Discontinued web browser for IBM OS/2

IBM WebExplorer was an early web browser designed at IBM facilities in the Research Triangle Park for OS/2.

==History==
Presented in 1994 with OS/2 Warp (v3), it was hailed as the best browser by Internet Magazine in their November issue and leveraged its position as the only native browser in OS/2 at that time. It was a "coming attraction" in The HTML Sourcebook: The Complete Guide to HTML. Almost immediately after the introduction of OS/2 Warp version 3, IBM dismantled the development team and that relegated the WebExplorer to the annals of history. OS/2 Warp 4 (1996) included it, but also included a link to download an OS/2 version of Netscape Navigator 2.02, which was late for shipping on CD. IBM had already planned the substitution of WebExplorer.

In 1995, it was added to AIX, IBM's proprietary UNIX platform.

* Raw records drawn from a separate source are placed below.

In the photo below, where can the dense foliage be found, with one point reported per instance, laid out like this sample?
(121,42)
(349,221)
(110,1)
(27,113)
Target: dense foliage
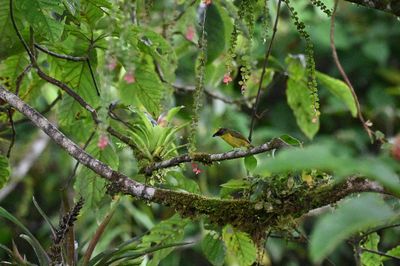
(142,86)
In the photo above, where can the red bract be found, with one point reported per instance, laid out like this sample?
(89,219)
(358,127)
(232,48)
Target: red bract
(103,142)
(129,78)
(227,78)
(196,169)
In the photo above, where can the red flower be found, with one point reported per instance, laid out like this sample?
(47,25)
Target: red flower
(112,63)
(103,142)
(129,78)
(227,78)
(196,169)
(189,33)
(396,148)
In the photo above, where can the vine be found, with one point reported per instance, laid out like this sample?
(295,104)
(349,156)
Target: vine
(199,90)
(310,63)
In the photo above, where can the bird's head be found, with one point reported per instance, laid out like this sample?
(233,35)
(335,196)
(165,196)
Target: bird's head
(220,132)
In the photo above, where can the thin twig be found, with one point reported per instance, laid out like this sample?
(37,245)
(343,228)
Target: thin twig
(380,253)
(73,173)
(10,113)
(344,75)
(48,78)
(210,158)
(214,95)
(93,77)
(45,110)
(61,56)
(21,77)
(267,54)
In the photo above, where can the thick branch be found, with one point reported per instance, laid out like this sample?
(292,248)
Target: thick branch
(125,184)
(210,158)
(241,213)
(390,6)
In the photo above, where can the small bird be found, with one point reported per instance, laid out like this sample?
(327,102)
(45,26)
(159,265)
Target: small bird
(233,138)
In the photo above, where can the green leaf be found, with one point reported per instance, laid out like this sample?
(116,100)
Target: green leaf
(394,252)
(239,245)
(250,162)
(351,216)
(213,248)
(39,15)
(339,89)
(167,232)
(215,29)
(299,97)
(368,258)
(291,140)
(4,170)
(88,184)
(39,251)
(146,90)
(155,45)
(9,43)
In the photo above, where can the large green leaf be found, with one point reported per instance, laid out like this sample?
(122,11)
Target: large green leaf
(155,45)
(167,232)
(213,248)
(39,14)
(368,258)
(147,89)
(339,89)
(4,170)
(239,245)
(351,216)
(9,43)
(299,97)
(215,30)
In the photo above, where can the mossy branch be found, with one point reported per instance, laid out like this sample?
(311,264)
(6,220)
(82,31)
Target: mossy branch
(241,213)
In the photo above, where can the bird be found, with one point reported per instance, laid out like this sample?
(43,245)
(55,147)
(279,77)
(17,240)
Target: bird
(233,138)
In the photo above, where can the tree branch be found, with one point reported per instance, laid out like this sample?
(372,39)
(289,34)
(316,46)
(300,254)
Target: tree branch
(210,158)
(241,213)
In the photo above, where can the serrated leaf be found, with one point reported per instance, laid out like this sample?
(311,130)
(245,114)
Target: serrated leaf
(146,90)
(339,89)
(290,140)
(351,216)
(155,45)
(299,98)
(239,245)
(250,162)
(39,15)
(167,232)
(215,29)
(4,170)
(213,248)
(368,258)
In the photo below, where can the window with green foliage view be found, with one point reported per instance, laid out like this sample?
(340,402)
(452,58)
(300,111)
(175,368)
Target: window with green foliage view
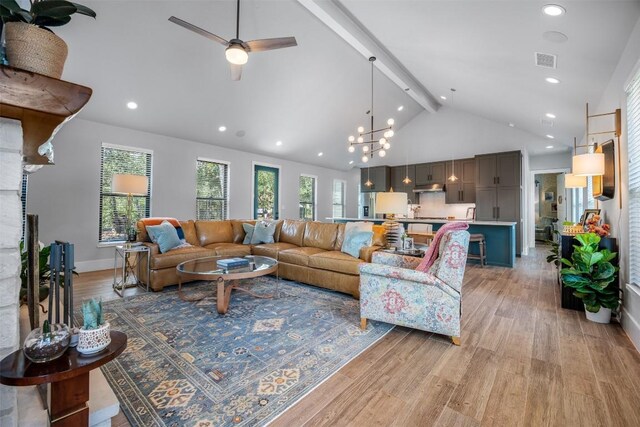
(113,207)
(212,197)
(307,197)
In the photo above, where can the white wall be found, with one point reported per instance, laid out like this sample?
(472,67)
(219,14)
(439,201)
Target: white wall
(615,97)
(65,196)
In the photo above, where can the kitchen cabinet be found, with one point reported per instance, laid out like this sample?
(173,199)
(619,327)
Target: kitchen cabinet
(398,174)
(498,170)
(498,190)
(464,189)
(430,173)
(380,176)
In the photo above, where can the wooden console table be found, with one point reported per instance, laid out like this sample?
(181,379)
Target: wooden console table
(69,378)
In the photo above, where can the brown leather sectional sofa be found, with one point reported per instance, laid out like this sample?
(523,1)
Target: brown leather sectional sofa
(308,252)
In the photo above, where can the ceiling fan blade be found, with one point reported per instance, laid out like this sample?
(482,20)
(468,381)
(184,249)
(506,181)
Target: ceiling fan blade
(199,30)
(236,71)
(270,44)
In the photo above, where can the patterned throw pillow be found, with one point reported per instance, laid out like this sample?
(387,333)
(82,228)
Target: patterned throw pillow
(248,229)
(263,232)
(164,235)
(354,240)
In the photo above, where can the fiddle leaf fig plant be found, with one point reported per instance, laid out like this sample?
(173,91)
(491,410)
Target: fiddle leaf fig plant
(43,13)
(590,272)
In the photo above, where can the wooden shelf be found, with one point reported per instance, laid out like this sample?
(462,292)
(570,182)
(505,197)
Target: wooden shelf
(43,104)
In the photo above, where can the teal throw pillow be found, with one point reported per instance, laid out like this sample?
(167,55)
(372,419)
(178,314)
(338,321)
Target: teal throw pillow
(355,240)
(164,235)
(248,229)
(263,232)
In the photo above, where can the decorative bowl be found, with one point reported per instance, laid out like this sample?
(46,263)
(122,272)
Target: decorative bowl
(91,341)
(40,347)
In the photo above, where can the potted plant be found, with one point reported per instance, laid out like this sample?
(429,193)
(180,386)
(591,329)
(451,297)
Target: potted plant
(94,336)
(30,43)
(590,274)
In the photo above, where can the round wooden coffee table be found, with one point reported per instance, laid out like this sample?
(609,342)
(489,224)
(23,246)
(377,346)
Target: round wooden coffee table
(226,279)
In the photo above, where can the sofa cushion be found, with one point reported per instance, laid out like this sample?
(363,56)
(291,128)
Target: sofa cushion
(238,230)
(320,235)
(214,232)
(292,232)
(271,249)
(298,256)
(189,230)
(230,249)
(176,256)
(335,261)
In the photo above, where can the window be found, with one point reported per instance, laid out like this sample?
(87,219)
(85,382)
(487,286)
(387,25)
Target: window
(633,125)
(212,195)
(307,197)
(113,206)
(23,202)
(338,198)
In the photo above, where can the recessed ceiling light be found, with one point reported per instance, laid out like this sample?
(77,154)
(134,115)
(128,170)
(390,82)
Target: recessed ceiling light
(553,10)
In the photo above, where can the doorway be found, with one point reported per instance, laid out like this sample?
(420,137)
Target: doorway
(266,189)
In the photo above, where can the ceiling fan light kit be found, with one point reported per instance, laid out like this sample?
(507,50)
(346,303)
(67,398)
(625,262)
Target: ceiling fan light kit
(237,51)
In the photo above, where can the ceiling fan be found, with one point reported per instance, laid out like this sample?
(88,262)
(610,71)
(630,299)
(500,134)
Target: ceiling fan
(237,51)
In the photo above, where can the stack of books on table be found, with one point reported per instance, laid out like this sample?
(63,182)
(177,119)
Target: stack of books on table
(233,263)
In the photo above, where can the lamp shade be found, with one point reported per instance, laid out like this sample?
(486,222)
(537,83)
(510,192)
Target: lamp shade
(130,184)
(572,181)
(391,203)
(589,164)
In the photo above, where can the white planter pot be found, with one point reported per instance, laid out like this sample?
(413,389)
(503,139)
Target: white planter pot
(602,316)
(94,340)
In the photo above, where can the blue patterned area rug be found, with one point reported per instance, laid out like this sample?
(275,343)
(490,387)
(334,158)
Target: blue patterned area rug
(187,365)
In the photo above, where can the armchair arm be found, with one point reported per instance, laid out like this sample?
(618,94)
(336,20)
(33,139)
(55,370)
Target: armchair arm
(367,252)
(408,275)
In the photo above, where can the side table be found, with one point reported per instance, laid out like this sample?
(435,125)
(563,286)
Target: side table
(69,378)
(132,257)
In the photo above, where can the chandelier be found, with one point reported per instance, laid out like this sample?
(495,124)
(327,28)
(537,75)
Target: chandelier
(371,141)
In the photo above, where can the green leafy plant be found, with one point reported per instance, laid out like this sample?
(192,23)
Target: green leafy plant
(92,314)
(44,273)
(43,13)
(590,273)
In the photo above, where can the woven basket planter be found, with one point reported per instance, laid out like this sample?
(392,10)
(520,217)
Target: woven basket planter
(33,49)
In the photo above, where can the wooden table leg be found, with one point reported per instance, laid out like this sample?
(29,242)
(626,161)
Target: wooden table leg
(68,402)
(224,295)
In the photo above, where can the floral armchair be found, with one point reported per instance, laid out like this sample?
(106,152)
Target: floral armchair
(392,291)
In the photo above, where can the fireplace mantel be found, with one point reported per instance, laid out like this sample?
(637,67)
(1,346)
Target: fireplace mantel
(42,104)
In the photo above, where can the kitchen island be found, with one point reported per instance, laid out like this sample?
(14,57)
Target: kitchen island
(500,236)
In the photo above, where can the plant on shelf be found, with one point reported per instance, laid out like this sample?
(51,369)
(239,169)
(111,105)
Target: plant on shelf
(94,336)
(30,43)
(590,275)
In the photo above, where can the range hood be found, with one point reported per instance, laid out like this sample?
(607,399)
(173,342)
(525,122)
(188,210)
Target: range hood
(431,188)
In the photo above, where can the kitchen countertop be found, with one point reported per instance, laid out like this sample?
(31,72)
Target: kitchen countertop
(433,221)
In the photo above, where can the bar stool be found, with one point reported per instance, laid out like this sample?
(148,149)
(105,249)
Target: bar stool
(482,245)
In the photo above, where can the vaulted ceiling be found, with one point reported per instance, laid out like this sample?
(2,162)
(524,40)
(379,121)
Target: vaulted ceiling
(311,97)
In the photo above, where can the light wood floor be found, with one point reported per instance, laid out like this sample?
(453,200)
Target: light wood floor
(523,361)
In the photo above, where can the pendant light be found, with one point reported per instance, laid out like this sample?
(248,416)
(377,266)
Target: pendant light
(453,177)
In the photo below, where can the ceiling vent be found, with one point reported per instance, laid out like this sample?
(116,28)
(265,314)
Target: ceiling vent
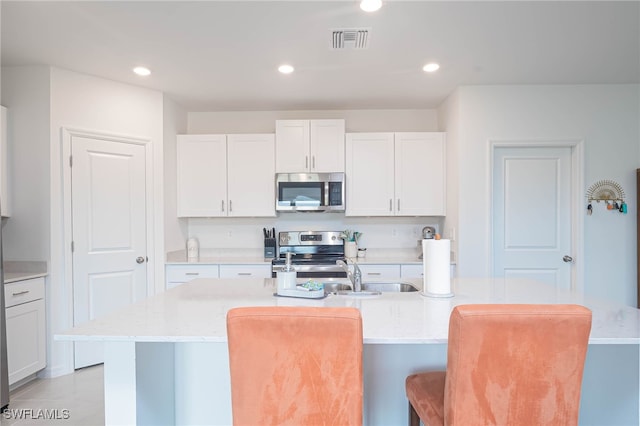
(352,38)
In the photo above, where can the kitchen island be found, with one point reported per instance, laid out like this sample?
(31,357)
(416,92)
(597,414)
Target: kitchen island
(166,357)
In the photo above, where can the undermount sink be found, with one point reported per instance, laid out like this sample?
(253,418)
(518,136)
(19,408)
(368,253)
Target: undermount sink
(369,288)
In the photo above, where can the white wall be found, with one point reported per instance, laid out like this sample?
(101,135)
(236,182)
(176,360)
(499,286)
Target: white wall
(606,118)
(449,122)
(26,95)
(393,120)
(84,102)
(175,122)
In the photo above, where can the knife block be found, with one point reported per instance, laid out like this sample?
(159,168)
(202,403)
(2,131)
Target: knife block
(269,248)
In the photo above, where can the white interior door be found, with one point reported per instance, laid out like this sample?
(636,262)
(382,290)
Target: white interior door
(532,214)
(109,232)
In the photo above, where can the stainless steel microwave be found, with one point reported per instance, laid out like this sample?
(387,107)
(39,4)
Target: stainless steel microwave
(310,192)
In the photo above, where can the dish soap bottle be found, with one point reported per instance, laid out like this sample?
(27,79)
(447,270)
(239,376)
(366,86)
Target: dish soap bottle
(287,277)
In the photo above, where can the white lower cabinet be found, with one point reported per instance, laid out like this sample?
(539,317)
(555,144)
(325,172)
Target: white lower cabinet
(26,325)
(245,271)
(180,274)
(411,271)
(379,272)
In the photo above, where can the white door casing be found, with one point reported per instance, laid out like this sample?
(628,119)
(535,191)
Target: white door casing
(108,192)
(534,212)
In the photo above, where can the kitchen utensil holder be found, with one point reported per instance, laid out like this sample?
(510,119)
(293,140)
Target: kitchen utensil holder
(350,249)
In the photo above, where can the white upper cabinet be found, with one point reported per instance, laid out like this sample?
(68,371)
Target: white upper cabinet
(315,146)
(251,175)
(419,174)
(395,174)
(202,175)
(226,175)
(369,174)
(5,202)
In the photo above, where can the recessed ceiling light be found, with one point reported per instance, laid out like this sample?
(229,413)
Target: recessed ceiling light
(370,5)
(431,67)
(285,69)
(142,71)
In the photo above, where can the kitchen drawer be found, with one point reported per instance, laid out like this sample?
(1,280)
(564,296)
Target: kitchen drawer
(245,271)
(411,271)
(20,292)
(180,274)
(380,272)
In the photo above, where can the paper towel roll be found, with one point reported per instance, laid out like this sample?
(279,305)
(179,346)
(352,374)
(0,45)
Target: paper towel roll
(436,265)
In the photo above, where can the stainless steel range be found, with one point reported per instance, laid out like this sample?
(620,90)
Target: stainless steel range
(316,253)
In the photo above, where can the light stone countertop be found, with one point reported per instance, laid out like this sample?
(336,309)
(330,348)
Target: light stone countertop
(196,312)
(253,256)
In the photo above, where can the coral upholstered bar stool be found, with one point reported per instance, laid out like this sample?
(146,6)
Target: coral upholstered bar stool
(295,365)
(506,365)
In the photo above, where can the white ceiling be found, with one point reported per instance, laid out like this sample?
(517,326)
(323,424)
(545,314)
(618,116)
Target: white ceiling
(223,55)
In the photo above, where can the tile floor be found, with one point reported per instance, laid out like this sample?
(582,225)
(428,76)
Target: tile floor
(73,400)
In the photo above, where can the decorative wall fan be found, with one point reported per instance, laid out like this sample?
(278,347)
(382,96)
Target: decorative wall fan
(608,191)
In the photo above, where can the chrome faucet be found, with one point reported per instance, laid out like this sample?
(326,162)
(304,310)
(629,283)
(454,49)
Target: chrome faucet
(355,277)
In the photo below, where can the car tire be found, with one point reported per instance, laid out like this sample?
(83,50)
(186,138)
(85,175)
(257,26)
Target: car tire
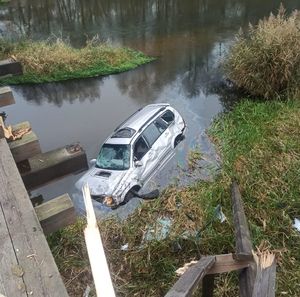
(178,139)
(130,195)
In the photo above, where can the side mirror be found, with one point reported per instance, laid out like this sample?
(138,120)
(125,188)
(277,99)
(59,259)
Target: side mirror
(93,162)
(138,163)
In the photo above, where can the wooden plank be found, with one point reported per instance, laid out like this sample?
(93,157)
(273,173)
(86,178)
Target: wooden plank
(26,147)
(208,285)
(47,167)
(6,96)
(10,67)
(11,284)
(188,282)
(56,213)
(264,285)
(227,263)
(40,274)
(242,234)
(243,243)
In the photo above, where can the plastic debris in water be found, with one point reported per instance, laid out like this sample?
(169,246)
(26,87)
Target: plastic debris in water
(124,247)
(297,224)
(160,231)
(219,214)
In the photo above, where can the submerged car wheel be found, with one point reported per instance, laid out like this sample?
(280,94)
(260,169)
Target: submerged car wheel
(130,194)
(178,139)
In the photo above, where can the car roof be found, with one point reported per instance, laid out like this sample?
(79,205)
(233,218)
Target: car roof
(136,122)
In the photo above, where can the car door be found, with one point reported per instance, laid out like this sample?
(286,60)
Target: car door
(141,151)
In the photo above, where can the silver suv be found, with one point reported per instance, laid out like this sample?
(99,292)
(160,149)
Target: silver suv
(136,150)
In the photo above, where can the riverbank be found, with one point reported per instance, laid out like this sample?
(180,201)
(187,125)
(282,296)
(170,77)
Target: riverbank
(260,146)
(49,61)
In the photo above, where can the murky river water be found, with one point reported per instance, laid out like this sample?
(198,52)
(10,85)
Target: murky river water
(189,38)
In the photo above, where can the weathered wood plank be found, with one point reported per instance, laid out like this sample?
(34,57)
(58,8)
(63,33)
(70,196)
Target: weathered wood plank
(26,147)
(10,67)
(56,213)
(6,96)
(243,243)
(242,234)
(52,165)
(227,263)
(11,284)
(208,285)
(265,280)
(40,274)
(188,282)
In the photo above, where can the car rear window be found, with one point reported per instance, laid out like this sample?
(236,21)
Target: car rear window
(168,117)
(151,133)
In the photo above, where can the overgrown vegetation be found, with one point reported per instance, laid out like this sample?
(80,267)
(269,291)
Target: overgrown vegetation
(265,61)
(260,146)
(47,61)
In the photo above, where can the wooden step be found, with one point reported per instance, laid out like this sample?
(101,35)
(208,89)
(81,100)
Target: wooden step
(56,213)
(6,96)
(26,147)
(47,167)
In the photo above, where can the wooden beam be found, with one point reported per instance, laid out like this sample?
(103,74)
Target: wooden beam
(6,96)
(56,213)
(208,285)
(242,234)
(189,281)
(47,167)
(10,67)
(26,147)
(243,243)
(265,280)
(227,263)
(36,270)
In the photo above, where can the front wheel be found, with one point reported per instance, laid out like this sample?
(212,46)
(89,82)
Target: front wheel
(178,139)
(130,194)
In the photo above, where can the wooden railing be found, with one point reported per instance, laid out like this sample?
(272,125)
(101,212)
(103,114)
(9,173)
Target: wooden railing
(257,272)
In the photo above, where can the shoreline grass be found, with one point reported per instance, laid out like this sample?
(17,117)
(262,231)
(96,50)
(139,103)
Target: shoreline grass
(260,146)
(51,61)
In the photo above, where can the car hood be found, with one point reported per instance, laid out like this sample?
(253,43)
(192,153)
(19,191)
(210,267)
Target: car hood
(101,181)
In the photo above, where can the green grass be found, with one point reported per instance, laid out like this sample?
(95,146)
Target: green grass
(48,61)
(260,146)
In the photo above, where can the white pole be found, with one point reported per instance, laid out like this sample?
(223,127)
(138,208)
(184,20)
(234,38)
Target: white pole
(100,270)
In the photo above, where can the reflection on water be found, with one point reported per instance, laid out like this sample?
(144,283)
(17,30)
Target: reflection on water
(190,38)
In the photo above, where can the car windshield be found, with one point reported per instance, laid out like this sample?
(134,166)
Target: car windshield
(114,157)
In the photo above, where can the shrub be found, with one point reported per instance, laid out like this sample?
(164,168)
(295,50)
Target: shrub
(265,61)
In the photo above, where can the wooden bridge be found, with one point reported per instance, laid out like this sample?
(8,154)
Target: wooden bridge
(27,267)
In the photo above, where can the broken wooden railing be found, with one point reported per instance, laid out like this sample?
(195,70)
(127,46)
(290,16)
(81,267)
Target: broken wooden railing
(27,267)
(256,272)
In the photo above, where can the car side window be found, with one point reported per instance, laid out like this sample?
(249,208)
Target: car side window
(151,133)
(140,149)
(168,117)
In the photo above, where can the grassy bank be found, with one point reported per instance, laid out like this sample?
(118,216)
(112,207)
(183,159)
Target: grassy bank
(49,61)
(260,146)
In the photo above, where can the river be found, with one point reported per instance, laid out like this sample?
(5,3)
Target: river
(190,38)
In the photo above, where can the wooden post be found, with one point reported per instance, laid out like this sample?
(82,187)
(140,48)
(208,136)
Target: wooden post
(189,281)
(208,285)
(56,213)
(26,147)
(264,285)
(27,267)
(6,96)
(243,243)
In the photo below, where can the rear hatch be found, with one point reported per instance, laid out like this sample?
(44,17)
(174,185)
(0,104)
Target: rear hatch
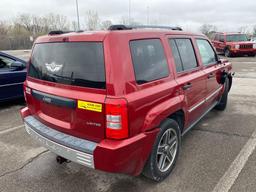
(68,87)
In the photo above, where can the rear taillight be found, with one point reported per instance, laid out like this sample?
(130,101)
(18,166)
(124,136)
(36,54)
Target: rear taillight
(27,90)
(116,119)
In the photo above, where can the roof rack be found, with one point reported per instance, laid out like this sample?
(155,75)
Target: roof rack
(58,32)
(130,27)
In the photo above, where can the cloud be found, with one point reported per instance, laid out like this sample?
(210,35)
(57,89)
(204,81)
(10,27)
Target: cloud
(227,15)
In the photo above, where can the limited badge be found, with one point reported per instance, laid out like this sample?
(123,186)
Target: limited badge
(89,106)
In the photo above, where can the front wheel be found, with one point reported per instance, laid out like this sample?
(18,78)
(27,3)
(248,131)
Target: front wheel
(165,151)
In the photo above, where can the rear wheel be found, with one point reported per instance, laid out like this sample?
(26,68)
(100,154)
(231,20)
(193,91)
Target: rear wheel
(222,104)
(165,151)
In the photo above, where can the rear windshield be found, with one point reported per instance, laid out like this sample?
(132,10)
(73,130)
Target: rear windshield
(78,64)
(237,38)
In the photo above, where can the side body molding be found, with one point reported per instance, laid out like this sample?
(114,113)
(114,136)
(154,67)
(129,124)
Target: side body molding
(162,111)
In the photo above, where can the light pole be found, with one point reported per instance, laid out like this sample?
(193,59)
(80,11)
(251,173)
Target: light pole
(147,15)
(77,13)
(129,12)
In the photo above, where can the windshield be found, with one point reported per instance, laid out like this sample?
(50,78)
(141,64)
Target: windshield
(237,38)
(79,64)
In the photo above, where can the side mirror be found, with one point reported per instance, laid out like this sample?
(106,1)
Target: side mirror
(18,65)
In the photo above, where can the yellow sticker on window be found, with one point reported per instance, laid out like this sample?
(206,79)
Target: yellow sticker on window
(89,106)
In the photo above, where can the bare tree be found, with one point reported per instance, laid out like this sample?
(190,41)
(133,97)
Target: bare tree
(208,29)
(92,20)
(106,24)
(254,30)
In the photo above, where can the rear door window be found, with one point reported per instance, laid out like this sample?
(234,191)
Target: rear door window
(184,54)
(206,52)
(149,60)
(73,63)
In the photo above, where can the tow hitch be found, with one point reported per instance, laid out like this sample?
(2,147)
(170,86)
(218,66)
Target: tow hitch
(62,160)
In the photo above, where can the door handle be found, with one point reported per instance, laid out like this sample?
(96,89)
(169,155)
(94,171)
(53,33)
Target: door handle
(211,75)
(187,86)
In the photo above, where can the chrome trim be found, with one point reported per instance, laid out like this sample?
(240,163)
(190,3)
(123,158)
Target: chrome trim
(66,152)
(196,106)
(214,93)
(12,84)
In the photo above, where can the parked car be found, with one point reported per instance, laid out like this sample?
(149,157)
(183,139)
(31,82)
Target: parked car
(12,75)
(253,39)
(233,44)
(120,100)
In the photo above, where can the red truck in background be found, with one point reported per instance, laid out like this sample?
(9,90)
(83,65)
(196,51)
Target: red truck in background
(121,100)
(233,44)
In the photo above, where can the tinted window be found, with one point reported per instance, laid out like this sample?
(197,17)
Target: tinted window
(237,38)
(206,51)
(79,64)
(221,38)
(176,55)
(5,62)
(149,60)
(187,53)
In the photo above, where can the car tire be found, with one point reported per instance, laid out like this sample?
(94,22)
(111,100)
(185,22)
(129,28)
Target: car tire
(165,151)
(222,104)
(227,53)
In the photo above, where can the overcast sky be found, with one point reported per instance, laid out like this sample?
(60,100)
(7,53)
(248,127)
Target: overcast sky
(227,15)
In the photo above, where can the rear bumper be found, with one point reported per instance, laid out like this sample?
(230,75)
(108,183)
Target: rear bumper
(118,156)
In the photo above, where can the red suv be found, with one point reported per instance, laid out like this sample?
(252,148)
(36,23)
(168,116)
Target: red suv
(231,44)
(120,100)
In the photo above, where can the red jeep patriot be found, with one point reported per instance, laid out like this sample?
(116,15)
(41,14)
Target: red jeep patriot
(231,44)
(120,100)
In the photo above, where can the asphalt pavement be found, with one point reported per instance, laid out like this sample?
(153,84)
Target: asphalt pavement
(217,155)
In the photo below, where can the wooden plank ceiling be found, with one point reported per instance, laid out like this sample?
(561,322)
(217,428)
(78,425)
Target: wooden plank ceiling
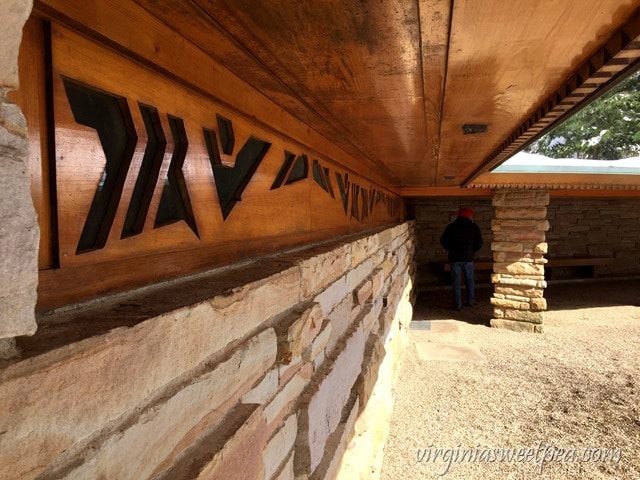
(394,81)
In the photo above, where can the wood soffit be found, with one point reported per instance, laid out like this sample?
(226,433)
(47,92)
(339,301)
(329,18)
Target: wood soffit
(392,82)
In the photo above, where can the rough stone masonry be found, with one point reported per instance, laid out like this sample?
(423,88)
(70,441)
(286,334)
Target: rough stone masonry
(18,224)
(518,252)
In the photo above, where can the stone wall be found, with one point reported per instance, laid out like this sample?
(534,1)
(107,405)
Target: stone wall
(518,259)
(18,224)
(577,227)
(278,369)
(597,228)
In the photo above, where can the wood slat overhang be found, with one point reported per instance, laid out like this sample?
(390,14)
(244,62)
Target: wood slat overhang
(619,56)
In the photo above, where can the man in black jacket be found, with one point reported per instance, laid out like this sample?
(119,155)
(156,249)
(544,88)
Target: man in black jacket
(462,239)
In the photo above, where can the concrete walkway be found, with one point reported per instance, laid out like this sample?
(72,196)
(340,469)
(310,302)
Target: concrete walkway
(466,389)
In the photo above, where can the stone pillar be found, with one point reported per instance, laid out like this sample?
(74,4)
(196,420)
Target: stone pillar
(518,253)
(18,223)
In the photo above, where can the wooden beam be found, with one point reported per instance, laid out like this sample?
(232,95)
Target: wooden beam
(435,28)
(574,182)
(445,192)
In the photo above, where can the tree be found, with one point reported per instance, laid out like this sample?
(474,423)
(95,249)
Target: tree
(606,129)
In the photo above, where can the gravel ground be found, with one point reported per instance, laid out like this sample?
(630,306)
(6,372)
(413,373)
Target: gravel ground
(575,387)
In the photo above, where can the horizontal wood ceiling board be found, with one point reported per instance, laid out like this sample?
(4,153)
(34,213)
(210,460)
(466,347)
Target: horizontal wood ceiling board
(131,30)
(620,53)
(333,50)
(397,143)
(570,181)
(504,59)
(247,60)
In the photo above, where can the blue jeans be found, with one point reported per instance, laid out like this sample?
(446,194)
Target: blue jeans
(457,268)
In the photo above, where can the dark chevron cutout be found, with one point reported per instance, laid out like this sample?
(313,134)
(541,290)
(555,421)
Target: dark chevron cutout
(110,116)
(299,171)
(318,176)
(148,174)
(355,208)
(284,169)
(231,181)
(344,188)
(175,204)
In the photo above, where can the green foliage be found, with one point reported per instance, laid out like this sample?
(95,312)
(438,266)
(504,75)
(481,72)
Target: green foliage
(607,129)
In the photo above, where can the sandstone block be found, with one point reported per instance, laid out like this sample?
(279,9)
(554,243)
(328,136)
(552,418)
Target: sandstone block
(283,402)
(506,247)
(523,198)
(534,213)
(323,413)
(524,316)
(264,390)
(509,304)
(297,331)
(374,355)
(356,275)
(337,444)
(156,352)
(160,428)
(317,351)
(538,304)
(19,234)
(521,235)
(286,371)
(222,451)
(279,447)
(519,290)
(333,295)
(519,268)
(287,473)
(321,270)
(508,280)
(542,225)
(517,298)
(541,247)
(363,292)
(340,319)
(512,325)
(363,249)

A 1996 review in PC Mag found that WebExplorer "lack[ed] several standard features" and wasn't very strong in terms of multimedia support. The IBM browser shipping with the IBM Internet Connection suite, WebExplorer Mosaic, was based on the Spyglass Mosaic code base and was found by the reviewer to be "far superior" to the OS/2 version, which was developed solely by IBM.

==Features==
- Support for HTML 3.0 (with tables)
- Usenet reader
- Some of its parts could be reused in other programs and scripted with Rexx. Some external companies used this capability to offer an enhanced browser with IBM's rendering engine
- A page could define what the animated throbber should look like. It was implemented through a non-standard <frame> HTML tag. OS/2 users created several animations. The later introduction of web frames leads WebExplorer to confusion on modern pages
- A presentation mode without visible menu bars
- A menu option Links collecting all the links in the page. It was used by IBM VoiceType for voice navigation
- Java applets
- GIF support
- Proxy authentication
- Image map
- Webmap "hierarchically displays your complete path through the web; a pointer denotes the current site, but any site can be revisited with only a mouse click."

==Version history==

| Version | Date | New features | Systems |
|---|---|---|---|
| 1.0 | January 6, 1995 | Customized Animations | OS/2 2.1, OS/2 Warp |
| 1.01 | April 5, 1995 |  | OS/2 2.1, OS/2 Warp |
| 1.02 | June 28, 1995 | Drag and Drop Support Color Palette Management | OS/2 Warp |
| 1.03 | September 28, 1995 | Newsgroup Manager HTML Extensions | OS/2 Warp |
| 1.1a | March 22, 1996 |  | OS/2 Warp |
| 1.1b | 1996 |  | OS/2 Warp |
| 1.1c | June 6, 1996 |  | OS/2 Warp |
| 1.1d | June 14, 1996 |  | OS/2 Warp |
| 1.1e | July 11, 1996 |  | OS/2 Warp |
| 1.1f | September 13, 1996 | Option "No Proxy For" | OS/2 Warp |
| 1.1g | November 7, 1996 |  | OS/2 Warp |
| 1.1h | December 11, 1996 |  | OS/2 Warp |
| 1.2 | 1996 |  | OS/2 Warp Version 4 |

There were several builds released by IBM. IBM released some beta builds and also fixed many bugs in WebExplorer, one beta including support for Java.

==Criticism==
The browser did not support Frames and the installation of plugins like Java was complicated.